Orang-orang itu sedang bertugas di atap gedung, siap untuk memadamkan bom pembakar yang jatuh kapan saja dan dengan demikian menyelamatkan gedung dari api. "Penjaga atap Leningrad" - julukan yang mereka terima di antara orang-orang.
Ketika, selama pemboman, semua orang melarikan diri untuk berlindung, "penjaga", sebaliknya, naik ke atap untuk memadamkan peluru yang jatuh. Selain itu, anak-anak yang kelelahan dan kelelahan mulai membuat amunisi di mesin bubut, menggali parit, dan membangun berbagai benteng.
Selama tahun-tahun pengepungan Leningrad, sejumlah besar anak-anak meninggal, yang, dengan tindakan mereka, menginspirasi orang dewasa dan tentara.
Mempersiapkan tindakan tegas
Pada musim panas 1942, Leonid Govorov diangkat menjadi komandan semua pasukan Front Leningrad. Dia menghabiskan banyak waktu mempelajari berbagai skema dan membuat perhitungan untuk meningkatkan pertahanan.
Govorov mengubah lokasi artileri, yang meningkatkan jarak tembak ke posisi musuh.
Selain itu, Nazi harus menggunakan lebih banyak amunisi secara signifikan untuk melawan artileri Soviet. Akibatnya, kerang mulai berjatuhan di Leningrad sekitar 7 kali lebih jarang.
Komandan dengan sangat hati-hati menyusun rencana untuk menerobos blokade Leningrad, secara bertahap menarik unit individu dari garis depan untuk melatih para pejuang.
Faktanya adalah bahwa Jerman menetap di tepian 6 meter, yang sepenuhnya dibanjiri air. Akibatnya lereng menjadi seperti perbukitan es yang sangat sulit untuk didaki.
Pada saat yang sama, tentara Rusia harus melewati sekitar 800 m di sepanjang sungai yang membeku ke tempat yang ditentukan.
Karena para prajurit kelelahan karena blokade yang berkepanjangan, selama ofensif Govorov memerintahkan untuk menahan diri dari meneriakkan "Hore !!!" agar tidak menghemat tenaga. Sebaliknya, serangan terhadap Tentara Merah terjadi karena musik orkestra.

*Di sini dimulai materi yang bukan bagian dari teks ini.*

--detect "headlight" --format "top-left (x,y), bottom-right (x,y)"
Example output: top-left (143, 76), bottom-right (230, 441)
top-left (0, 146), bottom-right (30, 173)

Terobosan dan pencabutan blokade Leningrad
Komando lokal memutuskan untuk mulai menerobos cincin blokade pada 12 Januari 1943. Operasi ini diberi nama "Iskra". Serangan tentara Rusia dimulai dengan penembakan yang berkepanjangan di benteng Jerman. Setelah itu, Nazi menjadi sasaran pemboman total.
Pelatihan yang berlangsung selama beberapa bulan ini tidak sia-sia. Kerugian manusia di jajaran pasukan Soviet sangat minim. Setelah mencapai tempat yang ditentukan, tentara kami dengan bantuan "crampon", kait dan tangga panjang, dengan cepat memanjat dinding es, terlibat dalam pertempuran dengan musuh.
Pada pagi hari tanggal 18 Januari 1943, pertemuan unit Soviet berlangsung di wilayah utara Leningrad. Bersama-sama mereka membebaskan Shlisselburg dan mencabut blokade dari tepi Danau Ladoga. Pencabutan penuh blokade Leningrad terjadi pada 27 Januari 1944.
Hasil blokade
Menurut filsuf politik Michael Walzer, "Lebih banyak warga sipil tewas dalam pengepungan Leningrad daripada di neraka Hamburg, Dresden, Tokyo, Hiroshima, dan Nagasaki jika digabungkan."
Selama tahun-tahun blokade Leningrad, menurut berbagai sumber, dari 600.000 hingga 1,5 juta orang meninggal. Fakta yang menarik adalah hanya 3% dari mereka yang mati karena penembakan, sedangkan 97% sisanya meninggal karena kelaparan.
Karena kelaparan yang mengerikan di kota, kasus kanibalisme berulang kali dicatat, baik kematian alami orang maupun akibat pembunuhan.